I also know that if I was watching even the shortest version of Once Upon a Time in America (1984) in a theater or on a videotape or DVD or Blu-ray, I would appreciate an intermission. Even at home, where I could stop a home video at any point if I wanted to, and start it again later, I would appreciate an intermission as a point to do so selected by the creators of the film as the best time to pause the film and take a break without interrupting it too badly.
I note that an article says that movie intermissions are still used all over the world, and not merely in India: "Meanwhile, mid-movie intervals are alive and well overseas, from Iceland to Turkey to India."
Iceland and Turkey are both more or less European countries, so I deduce from that statement that some longer European movies still had intermissions in 2018 when that article was written.
If it was still common to have intermissions in longer European movies in 2018, it would have been still common to have intermissions in longer European movies in the early 1980s when Once Upon a Time in America (1984) was being made (it was filmed from June 1982 to April 1983). Sergio Leone was an Italian born European movie director who expected intermissions in long movies. The longest versions of the film were Leone's work, while the shortest version was cut by the American release company.
By the end of filming, Leone had eight to ten hours worth of footage. With his editor, Nino Baragli, Leone trimmed this to almost six hours, and he originally wanted to release the film in two parts, each three hours. The producers refused, partly because of the commercial and critical failure of Bernardo Bertolucci's two-part 1900, and Leone was forced to further shorten it.
So if Leone originally planned to make two movies each three hours long, it would be natural for him to put an intermission where he had originally planned to break between the two movies, though possibly he might have moved it forwards or backwards depending on which half was cut in length more.
So it seems to me that asking why there is an intermission in Once Upon a Time in America (1984) is sort of like asking why Sergio Leone wasn't cruel enough to inflict an over three hour movie without an intermission upon unsuspecting movie audiences.
Intermissions in early films had a practical purpose: they were needed to facilitate the changing of reels. When Les Amours de la reine Élisabeth (The Loves of Queen Elizabeth), starring Sarah Bernhardt, opened on July 12, 1912, in the Lyceum Theatre in New York City, the four reel film was shown in four acts, with an intermission at each reel change.

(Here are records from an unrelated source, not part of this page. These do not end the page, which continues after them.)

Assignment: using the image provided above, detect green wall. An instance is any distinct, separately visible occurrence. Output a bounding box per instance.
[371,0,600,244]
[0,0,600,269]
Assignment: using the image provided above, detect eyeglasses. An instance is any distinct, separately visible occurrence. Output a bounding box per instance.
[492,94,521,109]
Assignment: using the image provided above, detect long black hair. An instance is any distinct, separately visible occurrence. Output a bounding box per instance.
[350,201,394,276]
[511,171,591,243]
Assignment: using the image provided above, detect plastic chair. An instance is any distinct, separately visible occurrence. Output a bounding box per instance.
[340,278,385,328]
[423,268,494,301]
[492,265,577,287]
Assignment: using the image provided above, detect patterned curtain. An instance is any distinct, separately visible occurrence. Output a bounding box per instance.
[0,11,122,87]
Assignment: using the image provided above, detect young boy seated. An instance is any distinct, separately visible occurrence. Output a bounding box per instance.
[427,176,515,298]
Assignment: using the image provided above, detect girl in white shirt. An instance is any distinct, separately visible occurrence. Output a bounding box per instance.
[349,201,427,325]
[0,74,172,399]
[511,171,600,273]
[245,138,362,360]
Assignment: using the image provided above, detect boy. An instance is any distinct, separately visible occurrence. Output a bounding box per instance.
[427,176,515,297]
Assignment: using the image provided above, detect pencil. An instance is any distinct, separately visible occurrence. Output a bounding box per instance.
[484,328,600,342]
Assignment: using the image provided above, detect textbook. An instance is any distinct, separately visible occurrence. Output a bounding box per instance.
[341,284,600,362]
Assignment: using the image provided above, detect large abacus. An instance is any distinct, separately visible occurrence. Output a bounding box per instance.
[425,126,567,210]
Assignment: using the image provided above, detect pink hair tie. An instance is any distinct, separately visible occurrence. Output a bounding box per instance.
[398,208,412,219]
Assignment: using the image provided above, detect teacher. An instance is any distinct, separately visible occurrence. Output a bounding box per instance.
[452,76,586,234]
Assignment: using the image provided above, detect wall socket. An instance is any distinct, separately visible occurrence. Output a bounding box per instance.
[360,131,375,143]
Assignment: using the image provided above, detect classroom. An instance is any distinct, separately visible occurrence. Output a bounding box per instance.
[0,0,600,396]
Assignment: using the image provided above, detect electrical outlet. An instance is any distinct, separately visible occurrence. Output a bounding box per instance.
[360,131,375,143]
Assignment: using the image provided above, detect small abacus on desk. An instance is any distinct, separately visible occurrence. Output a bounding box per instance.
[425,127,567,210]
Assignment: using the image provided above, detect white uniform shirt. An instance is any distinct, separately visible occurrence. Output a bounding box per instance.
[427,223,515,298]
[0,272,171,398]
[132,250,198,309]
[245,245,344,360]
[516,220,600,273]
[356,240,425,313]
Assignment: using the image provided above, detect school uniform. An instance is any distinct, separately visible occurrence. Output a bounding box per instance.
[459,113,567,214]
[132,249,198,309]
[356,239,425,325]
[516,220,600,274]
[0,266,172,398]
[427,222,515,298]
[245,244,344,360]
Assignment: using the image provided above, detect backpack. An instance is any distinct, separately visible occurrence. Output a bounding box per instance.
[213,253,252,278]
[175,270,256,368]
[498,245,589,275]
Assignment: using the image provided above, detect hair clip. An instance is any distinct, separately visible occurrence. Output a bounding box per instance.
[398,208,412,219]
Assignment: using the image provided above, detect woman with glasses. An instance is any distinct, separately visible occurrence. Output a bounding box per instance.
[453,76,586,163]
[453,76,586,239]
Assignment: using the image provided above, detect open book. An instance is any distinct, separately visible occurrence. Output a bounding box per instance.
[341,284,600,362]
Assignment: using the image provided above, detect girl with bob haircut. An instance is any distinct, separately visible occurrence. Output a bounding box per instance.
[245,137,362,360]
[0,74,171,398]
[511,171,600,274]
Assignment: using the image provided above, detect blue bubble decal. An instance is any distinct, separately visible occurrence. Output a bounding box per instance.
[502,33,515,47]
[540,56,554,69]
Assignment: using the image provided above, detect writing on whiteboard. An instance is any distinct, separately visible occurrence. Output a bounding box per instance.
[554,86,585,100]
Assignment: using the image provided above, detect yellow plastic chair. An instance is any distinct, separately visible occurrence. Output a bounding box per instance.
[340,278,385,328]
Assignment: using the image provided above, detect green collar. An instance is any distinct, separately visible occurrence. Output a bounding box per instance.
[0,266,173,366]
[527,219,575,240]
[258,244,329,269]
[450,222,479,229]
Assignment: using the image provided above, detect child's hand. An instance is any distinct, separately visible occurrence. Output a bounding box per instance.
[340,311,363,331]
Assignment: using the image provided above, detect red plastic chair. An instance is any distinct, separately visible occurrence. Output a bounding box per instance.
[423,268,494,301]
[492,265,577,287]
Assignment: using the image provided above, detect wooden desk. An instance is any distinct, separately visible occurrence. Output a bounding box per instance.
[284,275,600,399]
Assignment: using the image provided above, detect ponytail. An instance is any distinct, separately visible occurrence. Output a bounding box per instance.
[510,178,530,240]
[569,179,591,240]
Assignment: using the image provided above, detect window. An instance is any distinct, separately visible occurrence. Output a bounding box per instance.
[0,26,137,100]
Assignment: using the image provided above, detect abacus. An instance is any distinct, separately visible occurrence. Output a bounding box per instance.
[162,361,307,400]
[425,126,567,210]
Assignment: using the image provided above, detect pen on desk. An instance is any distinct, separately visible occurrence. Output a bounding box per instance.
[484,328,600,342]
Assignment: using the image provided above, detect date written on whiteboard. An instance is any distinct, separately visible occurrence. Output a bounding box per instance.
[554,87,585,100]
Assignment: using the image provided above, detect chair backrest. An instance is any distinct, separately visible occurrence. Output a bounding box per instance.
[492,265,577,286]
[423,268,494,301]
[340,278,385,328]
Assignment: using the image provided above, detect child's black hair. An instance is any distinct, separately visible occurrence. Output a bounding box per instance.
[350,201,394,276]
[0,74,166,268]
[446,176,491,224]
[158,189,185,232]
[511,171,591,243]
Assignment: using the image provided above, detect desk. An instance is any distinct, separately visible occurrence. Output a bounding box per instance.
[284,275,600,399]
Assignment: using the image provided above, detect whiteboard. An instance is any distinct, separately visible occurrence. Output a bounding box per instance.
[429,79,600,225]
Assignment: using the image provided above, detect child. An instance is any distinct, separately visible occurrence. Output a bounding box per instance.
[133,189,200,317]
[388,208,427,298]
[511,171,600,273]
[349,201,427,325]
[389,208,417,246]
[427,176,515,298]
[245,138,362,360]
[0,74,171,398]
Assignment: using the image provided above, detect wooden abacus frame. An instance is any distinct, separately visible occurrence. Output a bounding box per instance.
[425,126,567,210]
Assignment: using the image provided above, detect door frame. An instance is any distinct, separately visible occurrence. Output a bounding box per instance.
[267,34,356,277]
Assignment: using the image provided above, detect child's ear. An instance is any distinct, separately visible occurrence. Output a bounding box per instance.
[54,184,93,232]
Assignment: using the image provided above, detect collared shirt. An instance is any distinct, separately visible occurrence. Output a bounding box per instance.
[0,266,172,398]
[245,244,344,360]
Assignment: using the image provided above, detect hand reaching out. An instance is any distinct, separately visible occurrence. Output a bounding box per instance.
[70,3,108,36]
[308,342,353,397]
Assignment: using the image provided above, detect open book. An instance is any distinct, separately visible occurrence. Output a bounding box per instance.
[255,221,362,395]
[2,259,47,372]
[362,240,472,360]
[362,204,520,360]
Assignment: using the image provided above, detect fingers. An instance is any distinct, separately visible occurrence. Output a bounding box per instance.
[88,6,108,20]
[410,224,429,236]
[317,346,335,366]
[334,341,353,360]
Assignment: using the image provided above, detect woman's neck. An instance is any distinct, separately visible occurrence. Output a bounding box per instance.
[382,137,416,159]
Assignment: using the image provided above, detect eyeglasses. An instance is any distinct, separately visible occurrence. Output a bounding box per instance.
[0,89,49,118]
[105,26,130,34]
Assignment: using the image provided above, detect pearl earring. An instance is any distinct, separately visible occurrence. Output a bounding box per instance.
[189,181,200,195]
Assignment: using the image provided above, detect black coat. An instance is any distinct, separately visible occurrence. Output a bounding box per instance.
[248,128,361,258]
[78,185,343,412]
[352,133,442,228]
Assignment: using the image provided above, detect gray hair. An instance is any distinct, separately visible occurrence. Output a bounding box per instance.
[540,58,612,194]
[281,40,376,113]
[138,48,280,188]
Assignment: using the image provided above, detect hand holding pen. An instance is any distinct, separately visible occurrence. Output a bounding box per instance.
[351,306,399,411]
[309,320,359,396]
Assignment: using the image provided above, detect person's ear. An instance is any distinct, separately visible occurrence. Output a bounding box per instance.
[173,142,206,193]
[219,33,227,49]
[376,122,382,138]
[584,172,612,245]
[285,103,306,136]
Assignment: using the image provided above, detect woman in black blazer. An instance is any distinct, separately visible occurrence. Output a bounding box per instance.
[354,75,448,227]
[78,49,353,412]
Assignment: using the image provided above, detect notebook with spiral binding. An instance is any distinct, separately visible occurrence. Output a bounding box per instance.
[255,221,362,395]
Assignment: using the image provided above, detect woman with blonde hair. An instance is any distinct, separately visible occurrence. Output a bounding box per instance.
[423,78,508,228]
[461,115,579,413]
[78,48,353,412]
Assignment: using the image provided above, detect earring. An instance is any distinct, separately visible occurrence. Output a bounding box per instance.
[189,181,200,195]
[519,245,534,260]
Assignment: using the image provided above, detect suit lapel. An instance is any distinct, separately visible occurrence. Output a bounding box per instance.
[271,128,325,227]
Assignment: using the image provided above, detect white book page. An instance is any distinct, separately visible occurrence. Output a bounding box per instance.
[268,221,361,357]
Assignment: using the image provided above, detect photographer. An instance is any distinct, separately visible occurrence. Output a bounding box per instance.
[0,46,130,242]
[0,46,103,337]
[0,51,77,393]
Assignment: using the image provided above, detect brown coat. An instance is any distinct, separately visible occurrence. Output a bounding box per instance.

The technology improved, but as movies became progressively longer, the intermission fulfilled other needs. It gave the audience a breather, and provided the theatre management an opportunity to entice patrons to its profitable concession stand. A well-known 1957 animated musical snipe suggested, before the main feature in theatres and during intermission at drive-ins, "let's all go to the lobby to get ourselves a snack". During the 3D film trend of the early 1950s, intermissions were a necessity because even though many theaters used two projectors that could skip intermission by shifting from one reel to the other, 3D films required the use of both projectors – one for each stereoscopic image – and so needed an intermission to change the reels on both projectors.
The built-in intermission has been phased out of Hollywood films; the victim of the demand to pack in more screenings, advances in projector technology which make reel switches either unnoticeable or non-existent (such as digital projection, in which reels do not exist).
Here is a link to a discussion of movie intermissions, advocating their return.
It seems to claim that Ghandi (1982) was the last US movie with an intermission. Once Upon a Time in America (1984) is an Italian-American co production so maybe it doesn't count as an American movie in that article.